Critical: PLUMBING - BACKFLOW PREVENTION - AIR GAP Observation: Both ice machine drain lines terminate below the flood rim of the floor sink.
Correction: Provide an air gap on water supply side to protect water supply.
EQUIPMENT AND UTENSILS - FOOD CONTACT SURFACES, CLEANABILITY (corrected on site) Observation: Multiple food storage containers are cracked.
Correction: Provide food contact surfaces that are smooth, free of sharp edges and are free from breaks and cracks.
FOOD CONTACT SURFACES - SOILED Observation: Interior surfaces of the soda nozzles are visibly soiled.
Food contact surfaces of food storage containers, on the drying rack, are soiled with food debris.
Correction: Maintain food contact surfaces in a clean condition.
UTENSILS, EQUIPMENT AND LINENS - AIR-DRYING REQUIRED Observation: Food storage containers are being stacked without being air-dried.
Correction: Air dry all clean utensils before storage and before contact with food.
09/10/2014
Routine
Critical: FOOD CONTACT SURFACES - SANITIZED BEFORE USE AFTER CLEANING Observation: Some equipment being washed but not sanitized after cleaning.
Correction: Clean and sanitize all utensils and equipment before contact with food.
POSTING OF CERTIFICATE Observation: There is no food manager’s certification posted in public view.
Correction: Provide & post state food manager certification in public view.
FOOD CONTAMINATION PREVENTED - MISCELLANEOUS CONTAMINATION Observation: The cup dispenser at the front counter broke and is repaired with duct tape, tape is not cleanable.
Correction: Change methods or procedures to protect foods from contamination.

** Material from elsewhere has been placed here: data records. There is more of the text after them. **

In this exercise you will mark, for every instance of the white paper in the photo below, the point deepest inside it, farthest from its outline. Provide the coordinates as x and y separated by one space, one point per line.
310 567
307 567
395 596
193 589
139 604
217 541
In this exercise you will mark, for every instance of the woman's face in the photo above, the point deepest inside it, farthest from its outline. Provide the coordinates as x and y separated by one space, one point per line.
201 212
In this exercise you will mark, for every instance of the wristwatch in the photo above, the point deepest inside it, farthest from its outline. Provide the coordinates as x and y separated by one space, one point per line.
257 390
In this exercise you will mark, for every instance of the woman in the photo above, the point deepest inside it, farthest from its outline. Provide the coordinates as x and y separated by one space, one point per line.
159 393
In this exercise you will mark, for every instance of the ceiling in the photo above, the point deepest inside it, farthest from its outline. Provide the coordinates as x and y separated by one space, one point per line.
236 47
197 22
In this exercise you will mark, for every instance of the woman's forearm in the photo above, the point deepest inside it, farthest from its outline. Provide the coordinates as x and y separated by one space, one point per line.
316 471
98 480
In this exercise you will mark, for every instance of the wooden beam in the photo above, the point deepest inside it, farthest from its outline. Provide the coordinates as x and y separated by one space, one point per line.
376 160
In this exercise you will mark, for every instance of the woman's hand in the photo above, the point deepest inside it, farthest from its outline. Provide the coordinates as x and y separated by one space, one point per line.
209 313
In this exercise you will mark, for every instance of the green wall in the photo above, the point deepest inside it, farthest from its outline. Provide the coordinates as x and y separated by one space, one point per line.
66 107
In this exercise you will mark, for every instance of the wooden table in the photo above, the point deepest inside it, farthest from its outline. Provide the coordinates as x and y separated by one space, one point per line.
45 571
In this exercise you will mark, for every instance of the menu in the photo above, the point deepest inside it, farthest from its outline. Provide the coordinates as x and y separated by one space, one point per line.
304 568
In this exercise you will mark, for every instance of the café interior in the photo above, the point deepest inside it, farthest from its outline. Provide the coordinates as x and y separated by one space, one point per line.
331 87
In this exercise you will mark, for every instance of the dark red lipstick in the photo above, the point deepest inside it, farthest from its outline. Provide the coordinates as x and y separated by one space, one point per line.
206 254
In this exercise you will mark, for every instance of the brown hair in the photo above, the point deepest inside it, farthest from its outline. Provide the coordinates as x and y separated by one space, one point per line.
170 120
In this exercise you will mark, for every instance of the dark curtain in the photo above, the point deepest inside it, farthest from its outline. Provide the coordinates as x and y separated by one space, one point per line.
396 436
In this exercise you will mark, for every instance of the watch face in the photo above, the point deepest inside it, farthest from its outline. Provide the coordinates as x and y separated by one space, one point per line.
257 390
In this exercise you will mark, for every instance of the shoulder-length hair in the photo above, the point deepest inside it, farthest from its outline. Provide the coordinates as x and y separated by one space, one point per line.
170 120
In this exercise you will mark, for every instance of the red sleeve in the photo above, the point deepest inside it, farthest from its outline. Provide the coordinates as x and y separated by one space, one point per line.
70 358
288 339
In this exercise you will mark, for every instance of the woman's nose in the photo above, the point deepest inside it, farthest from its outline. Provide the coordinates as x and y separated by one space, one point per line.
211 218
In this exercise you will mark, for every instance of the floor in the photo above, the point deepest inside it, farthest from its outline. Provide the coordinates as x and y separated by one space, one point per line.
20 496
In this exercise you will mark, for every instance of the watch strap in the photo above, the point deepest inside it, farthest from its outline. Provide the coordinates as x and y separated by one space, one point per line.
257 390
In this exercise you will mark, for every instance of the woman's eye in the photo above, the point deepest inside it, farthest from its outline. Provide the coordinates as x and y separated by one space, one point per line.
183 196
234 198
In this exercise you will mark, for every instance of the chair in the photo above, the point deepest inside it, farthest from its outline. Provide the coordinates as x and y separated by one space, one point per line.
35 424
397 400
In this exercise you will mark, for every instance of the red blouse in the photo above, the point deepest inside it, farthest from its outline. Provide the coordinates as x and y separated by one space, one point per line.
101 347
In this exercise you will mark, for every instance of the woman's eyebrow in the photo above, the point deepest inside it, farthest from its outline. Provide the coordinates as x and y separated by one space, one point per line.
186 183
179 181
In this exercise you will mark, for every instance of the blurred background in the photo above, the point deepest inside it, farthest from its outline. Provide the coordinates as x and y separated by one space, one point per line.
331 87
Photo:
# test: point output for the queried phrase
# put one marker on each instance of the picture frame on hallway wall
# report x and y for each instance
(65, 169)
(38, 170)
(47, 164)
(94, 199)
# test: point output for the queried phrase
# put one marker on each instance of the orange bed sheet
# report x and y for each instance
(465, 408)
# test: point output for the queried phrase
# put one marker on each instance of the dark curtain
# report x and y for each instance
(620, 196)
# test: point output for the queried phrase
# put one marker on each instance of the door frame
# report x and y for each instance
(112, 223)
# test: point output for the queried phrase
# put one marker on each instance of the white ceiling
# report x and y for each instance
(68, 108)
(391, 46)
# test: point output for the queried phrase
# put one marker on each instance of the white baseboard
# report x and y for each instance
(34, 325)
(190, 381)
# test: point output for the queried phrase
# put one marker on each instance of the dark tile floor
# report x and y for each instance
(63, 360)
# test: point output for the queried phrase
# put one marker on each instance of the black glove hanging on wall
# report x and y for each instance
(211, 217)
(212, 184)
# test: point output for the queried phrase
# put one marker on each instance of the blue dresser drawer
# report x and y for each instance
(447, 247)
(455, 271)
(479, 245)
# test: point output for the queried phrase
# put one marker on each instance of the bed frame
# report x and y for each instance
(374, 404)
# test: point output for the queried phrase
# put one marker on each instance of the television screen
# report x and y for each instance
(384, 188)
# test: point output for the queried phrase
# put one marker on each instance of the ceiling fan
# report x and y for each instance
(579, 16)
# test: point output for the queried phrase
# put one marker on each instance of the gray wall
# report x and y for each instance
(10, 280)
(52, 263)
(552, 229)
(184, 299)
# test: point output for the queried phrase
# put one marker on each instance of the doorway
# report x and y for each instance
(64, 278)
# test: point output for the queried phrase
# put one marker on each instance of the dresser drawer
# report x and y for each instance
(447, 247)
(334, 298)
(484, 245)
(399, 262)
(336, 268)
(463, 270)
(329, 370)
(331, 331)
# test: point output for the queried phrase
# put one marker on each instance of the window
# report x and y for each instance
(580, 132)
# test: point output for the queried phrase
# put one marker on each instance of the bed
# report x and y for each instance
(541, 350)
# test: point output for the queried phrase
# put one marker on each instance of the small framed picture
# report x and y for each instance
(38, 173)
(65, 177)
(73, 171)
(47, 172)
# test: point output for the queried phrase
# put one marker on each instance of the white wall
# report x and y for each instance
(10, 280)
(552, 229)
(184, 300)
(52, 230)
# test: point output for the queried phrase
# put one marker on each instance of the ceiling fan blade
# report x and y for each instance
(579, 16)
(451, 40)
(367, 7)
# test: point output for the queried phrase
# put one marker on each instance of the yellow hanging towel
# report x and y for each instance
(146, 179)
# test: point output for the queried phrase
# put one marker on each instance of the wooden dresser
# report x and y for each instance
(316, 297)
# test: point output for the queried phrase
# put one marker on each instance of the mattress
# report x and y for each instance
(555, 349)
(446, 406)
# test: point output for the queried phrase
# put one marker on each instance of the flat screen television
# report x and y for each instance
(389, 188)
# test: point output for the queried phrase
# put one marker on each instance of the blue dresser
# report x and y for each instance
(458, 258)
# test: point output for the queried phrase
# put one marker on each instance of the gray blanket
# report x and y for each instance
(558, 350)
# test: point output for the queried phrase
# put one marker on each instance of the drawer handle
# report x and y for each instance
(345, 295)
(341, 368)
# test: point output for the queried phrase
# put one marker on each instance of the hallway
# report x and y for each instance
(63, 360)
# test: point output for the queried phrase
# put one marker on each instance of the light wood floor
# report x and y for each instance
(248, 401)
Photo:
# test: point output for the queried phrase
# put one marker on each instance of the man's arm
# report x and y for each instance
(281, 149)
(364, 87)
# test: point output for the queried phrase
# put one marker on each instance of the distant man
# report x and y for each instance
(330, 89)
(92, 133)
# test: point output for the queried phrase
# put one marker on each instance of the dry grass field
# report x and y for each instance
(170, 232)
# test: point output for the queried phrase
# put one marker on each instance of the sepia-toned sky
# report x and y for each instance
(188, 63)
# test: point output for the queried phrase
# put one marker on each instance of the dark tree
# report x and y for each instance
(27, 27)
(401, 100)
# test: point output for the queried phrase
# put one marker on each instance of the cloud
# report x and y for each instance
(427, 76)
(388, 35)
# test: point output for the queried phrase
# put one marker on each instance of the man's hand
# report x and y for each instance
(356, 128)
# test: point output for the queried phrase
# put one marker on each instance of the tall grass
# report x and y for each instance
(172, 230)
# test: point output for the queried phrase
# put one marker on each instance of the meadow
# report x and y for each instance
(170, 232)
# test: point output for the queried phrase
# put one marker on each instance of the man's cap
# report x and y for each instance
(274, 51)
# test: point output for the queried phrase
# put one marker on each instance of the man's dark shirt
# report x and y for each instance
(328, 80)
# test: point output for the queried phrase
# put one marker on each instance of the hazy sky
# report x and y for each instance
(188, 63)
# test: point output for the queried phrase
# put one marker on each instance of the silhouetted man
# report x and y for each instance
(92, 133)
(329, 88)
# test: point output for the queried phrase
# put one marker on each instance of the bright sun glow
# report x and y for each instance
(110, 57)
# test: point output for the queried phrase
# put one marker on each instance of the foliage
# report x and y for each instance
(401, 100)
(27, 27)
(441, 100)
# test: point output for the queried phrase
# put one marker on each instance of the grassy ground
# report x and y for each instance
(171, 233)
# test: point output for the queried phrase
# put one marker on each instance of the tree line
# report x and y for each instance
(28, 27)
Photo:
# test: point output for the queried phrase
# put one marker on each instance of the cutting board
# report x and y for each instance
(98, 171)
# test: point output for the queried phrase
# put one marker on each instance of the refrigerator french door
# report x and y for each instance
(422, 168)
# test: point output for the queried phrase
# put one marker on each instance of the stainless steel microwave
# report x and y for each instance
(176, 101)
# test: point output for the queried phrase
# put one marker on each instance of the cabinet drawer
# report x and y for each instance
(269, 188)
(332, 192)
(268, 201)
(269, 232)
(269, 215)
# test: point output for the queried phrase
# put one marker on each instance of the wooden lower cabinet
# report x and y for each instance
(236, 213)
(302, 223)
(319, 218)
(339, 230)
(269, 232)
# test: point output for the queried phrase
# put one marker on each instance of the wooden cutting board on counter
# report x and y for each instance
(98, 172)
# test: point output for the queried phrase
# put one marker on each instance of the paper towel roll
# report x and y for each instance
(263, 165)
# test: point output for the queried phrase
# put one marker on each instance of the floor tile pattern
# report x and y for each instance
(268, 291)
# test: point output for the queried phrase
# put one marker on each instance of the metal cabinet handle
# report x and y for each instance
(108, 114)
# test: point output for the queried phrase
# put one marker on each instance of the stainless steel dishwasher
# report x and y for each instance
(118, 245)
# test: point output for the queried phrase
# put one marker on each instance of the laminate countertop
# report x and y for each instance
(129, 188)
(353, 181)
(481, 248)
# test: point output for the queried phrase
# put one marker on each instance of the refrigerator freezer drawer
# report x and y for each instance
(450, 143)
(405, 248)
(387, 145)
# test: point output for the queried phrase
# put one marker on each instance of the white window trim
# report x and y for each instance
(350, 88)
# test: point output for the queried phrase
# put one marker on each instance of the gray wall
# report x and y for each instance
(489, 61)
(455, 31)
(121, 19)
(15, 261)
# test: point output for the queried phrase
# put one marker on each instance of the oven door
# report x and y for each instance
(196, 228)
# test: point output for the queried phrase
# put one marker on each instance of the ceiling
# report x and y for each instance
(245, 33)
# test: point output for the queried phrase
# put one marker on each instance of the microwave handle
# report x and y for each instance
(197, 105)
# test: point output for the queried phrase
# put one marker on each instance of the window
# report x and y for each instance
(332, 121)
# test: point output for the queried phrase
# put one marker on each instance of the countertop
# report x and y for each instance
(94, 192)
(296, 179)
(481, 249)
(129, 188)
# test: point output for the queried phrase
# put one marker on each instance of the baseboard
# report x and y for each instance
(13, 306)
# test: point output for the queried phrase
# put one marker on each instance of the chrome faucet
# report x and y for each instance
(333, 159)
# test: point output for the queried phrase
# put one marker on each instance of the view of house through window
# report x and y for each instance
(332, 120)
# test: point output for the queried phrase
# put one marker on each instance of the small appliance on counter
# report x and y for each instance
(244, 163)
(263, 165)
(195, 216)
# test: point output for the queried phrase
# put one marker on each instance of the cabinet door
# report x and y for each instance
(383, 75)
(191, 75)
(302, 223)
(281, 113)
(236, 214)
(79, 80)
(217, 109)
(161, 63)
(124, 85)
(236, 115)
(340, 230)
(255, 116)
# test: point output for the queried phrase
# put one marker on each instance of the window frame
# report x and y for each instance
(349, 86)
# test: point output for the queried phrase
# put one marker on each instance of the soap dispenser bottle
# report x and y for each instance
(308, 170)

Remove duct tape, get replacement part.
THERMOMETERS - FUNCTIONALITY - WARMEST PART OF UNIT Observation: No thermometer in the two prep coolers.
Correction: Provide thermometer in each cooler.
WAREWASHING - RINSING PROCEDURES Observation: Dishes are not being rinsed after being washed today. The employee is taking them out of the soapy water and throwing them into the sanitize sink. The rinse sink is empty.
Correction: Equipment and utensils shall be rinsed after washing in the rinse compartment of a 3-compartment sink, in a warewashing machine rinse cycle or rinsed as approved in an alternative warewashing plan. Manager said they normally rinse under running water over the rinse sink. This employee will be retrained, and if that does not help then should not be washing dishes.